I am running a job on EMR with mrjob; I am using AMI version 2.4.7 and Hadoop version 1.0.3.
I want to specify the number of reducers for a job, because I want to provide a higher parallellism to the next one. Reading the answers to the other questions on this site, I gathered that I should set these parameters, and so I did:
mapred.reduce.tasks=576
mapred.tasktracker.reduce.tasks.maximum=24
However, it seems like the second option is not picked up: both the EMR and the Hadoop interfaces report that there are 576 reduce tasks to run, but the capacity of the cluster remains at 72 (r3.8xlarge instances).

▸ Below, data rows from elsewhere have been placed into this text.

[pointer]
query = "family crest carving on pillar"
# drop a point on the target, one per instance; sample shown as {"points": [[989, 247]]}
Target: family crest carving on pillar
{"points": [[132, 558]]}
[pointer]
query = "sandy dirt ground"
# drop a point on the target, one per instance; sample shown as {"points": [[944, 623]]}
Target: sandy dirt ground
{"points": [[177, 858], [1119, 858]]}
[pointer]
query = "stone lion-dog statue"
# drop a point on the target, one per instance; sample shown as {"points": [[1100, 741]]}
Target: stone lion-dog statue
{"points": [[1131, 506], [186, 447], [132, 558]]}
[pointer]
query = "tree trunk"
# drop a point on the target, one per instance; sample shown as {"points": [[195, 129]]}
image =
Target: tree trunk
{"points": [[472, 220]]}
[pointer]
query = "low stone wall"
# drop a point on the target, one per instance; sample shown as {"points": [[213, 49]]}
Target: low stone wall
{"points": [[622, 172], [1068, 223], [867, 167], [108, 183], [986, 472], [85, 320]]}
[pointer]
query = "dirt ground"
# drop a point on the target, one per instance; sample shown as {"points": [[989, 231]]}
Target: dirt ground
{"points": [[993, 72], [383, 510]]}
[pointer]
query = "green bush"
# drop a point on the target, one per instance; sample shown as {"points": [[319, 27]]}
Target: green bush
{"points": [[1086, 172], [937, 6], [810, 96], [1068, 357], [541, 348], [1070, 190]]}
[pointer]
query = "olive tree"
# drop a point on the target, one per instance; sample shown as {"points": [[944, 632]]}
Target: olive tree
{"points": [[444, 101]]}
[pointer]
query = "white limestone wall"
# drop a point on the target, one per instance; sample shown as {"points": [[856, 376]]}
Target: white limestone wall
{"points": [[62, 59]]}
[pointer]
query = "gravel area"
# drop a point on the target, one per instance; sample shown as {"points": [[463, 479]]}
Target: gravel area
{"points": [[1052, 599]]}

I even see that the option is set in var/lib/hadoop/mapred/taskTracker/hadoop/jobcache/job_XXX/job.xml:<property><name>mapred.tasktracker.reduce.tasks.maximum</name><value>24</value></property>
. Still, only the default number (9) of actual reducers are running at the same time.
Why is the option not picked up by EMR? Or is there a different way to force a higher number of reducers on an instance?
With Hadoop 1, the map and reduce slots per node are set at the daemon level and thus require a restart of the TaskTracker daemons if the value is changed.
On EMR, the default number of slots per instance type can be found at http://docs.aws.amazon.com/ElasticMapReduce/latest/DeveloperGuide/HadoopMemoryDefault_H1.0.3.html.
In order to change these default values you will need to use a bootstrap action like configure-hadoop
to modify the mapred.tasktracker.reduce.tasks.maximum
on the cluster before Hadoop daemons start. See http://docs.aws.amazon.com/ElasticMapReduce/latest/DeveloperGuide/emr-plan-bootstrap.html#PredefinedbootstrapActions_ConfigureHadoop for more details.
Example (will need to be modified to match whatever interface is being used to create the cluster):
s3://<region>.elasticmapreduce/bootstrap-actions/configure-hadoop -m mapred.tasktracker.reduce.tasks.maximum=24
Please note if changing the number of slots per node be sure to adjust mapred.child.java.opts
to provide an upper memory amount that is reasonable for the amount of memory available.